Distinguish between Penetration, Skimming and Competitive pricing.
Penetration pricing means using lower initial price to capture as large a market as possible. Under penetration pricing a method, a low initial price is set to reach the mass market immediately. Skimming pricing means using a high introductory price to skim the cream of the demand. Under skimming pricing, an exporter launches a new product at a high price and later reducing the price gradually in order to tag new market segments.
Thus, skimming pricing is suitable when the buyers are not sensitive to price whereas penetration pricing is suitable when the buyers are sensitive to price.
Under competition pricing, an exporter cannot earn the margin that he decides to take. It all depends on the competition in the market. If a product is positioned in the highly competitive market, then no exporter is able to sell the goods at a price higher than that charged by the competing exporters. Thus, it is market that decides the amount of the margin an exporter can earn.

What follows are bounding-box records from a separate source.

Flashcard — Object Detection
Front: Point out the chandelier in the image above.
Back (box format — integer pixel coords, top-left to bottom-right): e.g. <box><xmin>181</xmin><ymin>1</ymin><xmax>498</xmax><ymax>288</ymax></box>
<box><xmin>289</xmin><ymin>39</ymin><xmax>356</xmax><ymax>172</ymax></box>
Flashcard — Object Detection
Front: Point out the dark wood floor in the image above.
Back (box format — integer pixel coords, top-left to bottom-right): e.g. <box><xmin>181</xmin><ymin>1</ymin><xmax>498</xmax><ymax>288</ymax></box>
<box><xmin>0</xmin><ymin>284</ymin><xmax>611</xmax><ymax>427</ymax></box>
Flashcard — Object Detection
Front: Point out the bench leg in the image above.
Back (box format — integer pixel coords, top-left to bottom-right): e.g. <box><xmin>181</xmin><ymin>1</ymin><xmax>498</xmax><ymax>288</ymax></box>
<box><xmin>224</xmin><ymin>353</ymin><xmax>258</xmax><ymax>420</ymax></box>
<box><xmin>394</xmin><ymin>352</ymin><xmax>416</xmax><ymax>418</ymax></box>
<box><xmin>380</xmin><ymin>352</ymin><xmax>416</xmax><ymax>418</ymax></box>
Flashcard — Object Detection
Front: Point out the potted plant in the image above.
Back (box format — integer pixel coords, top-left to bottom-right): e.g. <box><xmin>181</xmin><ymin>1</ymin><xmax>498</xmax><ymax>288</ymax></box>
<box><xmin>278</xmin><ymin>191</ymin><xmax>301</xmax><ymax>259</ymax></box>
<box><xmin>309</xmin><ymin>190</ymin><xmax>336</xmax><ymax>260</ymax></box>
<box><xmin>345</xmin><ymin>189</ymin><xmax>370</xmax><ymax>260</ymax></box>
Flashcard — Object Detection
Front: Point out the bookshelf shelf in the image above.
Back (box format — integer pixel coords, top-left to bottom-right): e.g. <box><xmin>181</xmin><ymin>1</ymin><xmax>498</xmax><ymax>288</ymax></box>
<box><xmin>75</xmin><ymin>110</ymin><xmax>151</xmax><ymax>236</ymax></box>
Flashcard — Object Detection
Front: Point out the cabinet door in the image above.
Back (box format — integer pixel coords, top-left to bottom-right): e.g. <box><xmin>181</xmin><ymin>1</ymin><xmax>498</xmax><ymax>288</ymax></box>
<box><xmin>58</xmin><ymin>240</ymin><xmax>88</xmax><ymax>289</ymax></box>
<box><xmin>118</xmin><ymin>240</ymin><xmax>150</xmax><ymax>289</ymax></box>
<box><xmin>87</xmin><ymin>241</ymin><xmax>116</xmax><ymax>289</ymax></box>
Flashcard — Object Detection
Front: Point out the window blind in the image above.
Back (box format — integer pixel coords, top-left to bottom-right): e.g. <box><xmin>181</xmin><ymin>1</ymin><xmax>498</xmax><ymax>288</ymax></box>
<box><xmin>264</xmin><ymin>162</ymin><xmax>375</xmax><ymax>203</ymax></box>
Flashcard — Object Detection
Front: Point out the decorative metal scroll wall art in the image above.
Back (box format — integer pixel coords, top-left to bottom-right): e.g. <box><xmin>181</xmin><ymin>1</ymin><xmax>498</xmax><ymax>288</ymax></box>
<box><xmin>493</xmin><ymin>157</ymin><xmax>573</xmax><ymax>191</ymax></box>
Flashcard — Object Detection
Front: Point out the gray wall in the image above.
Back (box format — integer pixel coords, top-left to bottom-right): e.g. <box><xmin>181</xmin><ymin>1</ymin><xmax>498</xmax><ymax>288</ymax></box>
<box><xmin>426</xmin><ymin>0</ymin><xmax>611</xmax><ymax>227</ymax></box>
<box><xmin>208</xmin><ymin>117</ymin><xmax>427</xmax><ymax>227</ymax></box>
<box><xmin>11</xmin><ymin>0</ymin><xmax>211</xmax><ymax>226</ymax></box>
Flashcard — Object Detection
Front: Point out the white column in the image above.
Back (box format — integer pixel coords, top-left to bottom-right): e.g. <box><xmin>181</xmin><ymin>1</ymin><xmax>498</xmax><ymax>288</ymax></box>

The exporter has to adjust the price quoted by him to conform to the competitive price level. In such a market situation, it is customer who sets the price and the exporter should be fully prepared to negotiate the price. This pricing policy is suitable in the case of consumer goods which have competitive market.
Exporter using the competition pricing may quote a price for the product that would discourage other exporters to enter the market or the exporter may quote the prices that are related to the price of a market leaders i.e., just below the price quoted by the market leader or higher than market leader in case the exporter has a better product.